JenClare B. Gawaran
The pursuit to understand my cultural identity is perpetual. The more I learn about my place between Western and Eastern cultures, the more questions I continue to search answers for. As a Filipino-American born and raised in the Midwest, my work is the result of my research to understand how these cultures have shaped the person I am today. In recent years, my work has focused on general stereotypes and expectations of me: as an Asian, a Filipina, an American and a female. I explore how I either conform to or defy these ideas. In effort to confront these stereotypes and expectations, my work resulted in imagery that was satirical and ironic.
My search for cultural identity remains a constant in my work, but recently, I have been introducing several influences which are more specific to this current stage in my life. I’ve focused very much on my current and past relationships. Choices I’ve made, whether of my own will or molded from expectations of others, have impacted these relationships. In turn, they have affected who I am now. It is not my intention to dwell on these choices, since they are said and done, and now I am bound by them. I feel creating these pieces are a way to both mourn my past relationships and celebrate new ones.

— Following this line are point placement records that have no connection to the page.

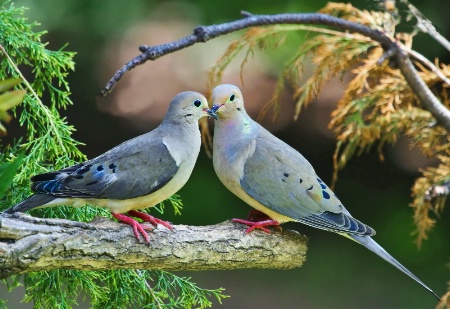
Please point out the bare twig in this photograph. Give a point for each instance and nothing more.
(34, 244)
(205, 33)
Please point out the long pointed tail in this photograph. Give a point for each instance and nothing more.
(372, 245)
(33, 201)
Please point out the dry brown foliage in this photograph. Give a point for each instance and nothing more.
(377, 107)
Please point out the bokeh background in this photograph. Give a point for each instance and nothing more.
(338, 273)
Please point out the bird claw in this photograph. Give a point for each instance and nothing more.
(257, 224)
(151, 219)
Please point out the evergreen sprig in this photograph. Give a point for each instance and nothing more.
(48, 145)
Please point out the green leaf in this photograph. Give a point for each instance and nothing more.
(9, 83)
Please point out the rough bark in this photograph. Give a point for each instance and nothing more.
(34, 244)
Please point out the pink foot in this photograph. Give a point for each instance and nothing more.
(257, 224)
(148, 218)
(137, 227)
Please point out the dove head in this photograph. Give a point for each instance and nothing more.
(227, 102)
(187, 107)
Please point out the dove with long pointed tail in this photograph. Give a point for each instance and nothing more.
(134, 175)
(276, 179)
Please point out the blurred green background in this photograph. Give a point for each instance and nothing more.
(338, 273)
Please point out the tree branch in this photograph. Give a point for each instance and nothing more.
(205, 33)
(34, 244)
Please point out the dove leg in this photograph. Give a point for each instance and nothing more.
(148, 218)
(137, 227)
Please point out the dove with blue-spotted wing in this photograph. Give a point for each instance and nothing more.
(136, 174)
(277, 180)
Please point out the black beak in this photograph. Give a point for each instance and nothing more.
(212, 112)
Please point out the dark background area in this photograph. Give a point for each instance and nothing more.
(338, 273)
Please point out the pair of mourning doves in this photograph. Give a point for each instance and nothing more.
(275, 179)
(136, 174)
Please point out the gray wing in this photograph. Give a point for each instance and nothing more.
(281, 179)
(135, 168)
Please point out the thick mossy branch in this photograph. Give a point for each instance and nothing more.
(34, 244)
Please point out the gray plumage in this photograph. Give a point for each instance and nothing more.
(276, 179)
(136, 174)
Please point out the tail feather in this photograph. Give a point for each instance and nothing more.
(33, 201)
(372, 245)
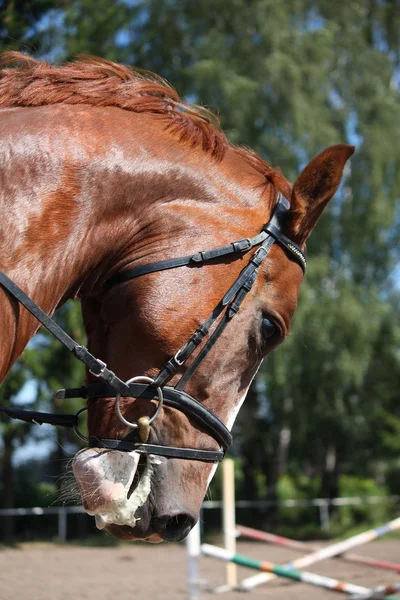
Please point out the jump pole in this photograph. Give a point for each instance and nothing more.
(328, 552)
(289, 573)
(271, 538)
(193, 554)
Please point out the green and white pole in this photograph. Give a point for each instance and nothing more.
(327, 552)
(288, 573)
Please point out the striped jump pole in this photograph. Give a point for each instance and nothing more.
(271, 538)
(288, 573)
(324, 553)
(380, 592)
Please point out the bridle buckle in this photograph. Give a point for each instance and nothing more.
(101, 372)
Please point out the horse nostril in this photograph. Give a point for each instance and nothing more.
(175, 528)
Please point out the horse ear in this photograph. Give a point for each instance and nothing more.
(314, 187)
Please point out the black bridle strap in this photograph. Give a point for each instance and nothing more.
(95, 366)
(193, 260)
(33, 416)
(211, 456)
(172, 397)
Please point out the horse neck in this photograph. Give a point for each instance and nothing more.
(58, 248)
(70, 221)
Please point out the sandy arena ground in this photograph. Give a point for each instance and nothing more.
(157, 572)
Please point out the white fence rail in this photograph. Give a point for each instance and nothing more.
(323, 504)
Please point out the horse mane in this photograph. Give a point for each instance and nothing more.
(99, 82)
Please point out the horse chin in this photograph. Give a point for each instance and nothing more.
(119, 490)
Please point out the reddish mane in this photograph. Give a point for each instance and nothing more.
(99, 82)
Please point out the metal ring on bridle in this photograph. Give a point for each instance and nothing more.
(75, 428)
(140, 379)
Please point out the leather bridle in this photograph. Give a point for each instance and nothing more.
(145, 387)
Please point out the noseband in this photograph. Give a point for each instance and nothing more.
(145, 387)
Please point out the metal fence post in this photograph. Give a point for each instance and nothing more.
(62, 524)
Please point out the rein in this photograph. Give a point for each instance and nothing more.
(145, 387)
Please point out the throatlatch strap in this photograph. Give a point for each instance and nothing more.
(211, 456)
(194, 260)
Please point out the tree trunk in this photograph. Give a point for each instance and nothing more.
(330, 475)
(7, 481)
(277, 463)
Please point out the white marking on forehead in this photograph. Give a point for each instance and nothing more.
(233, 413)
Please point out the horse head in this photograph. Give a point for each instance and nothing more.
(129, 189)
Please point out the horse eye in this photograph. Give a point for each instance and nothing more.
(268, 328)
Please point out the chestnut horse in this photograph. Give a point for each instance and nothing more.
(104, 169)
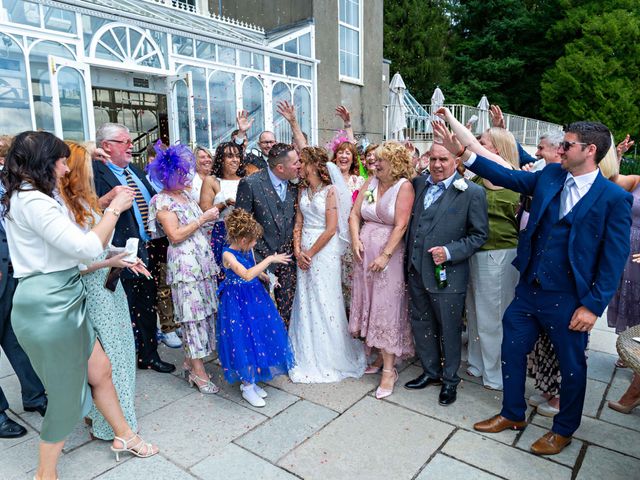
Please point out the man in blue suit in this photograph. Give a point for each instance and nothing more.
(570, 257)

Culture and relationships, though dominant ideas in my work, are not the only influences here. Various little infatuations often infiltrate my thoughts: language and communication, letter-forms and typography, even vague childhood memories of an endless array of Merry Melodies. Naturally, all these manage to surface into my imagery. Some of these ideas help me further reflect on my background, while others are downright silly. In either case, I welcome these additions to my work, as they represent different facets of my character.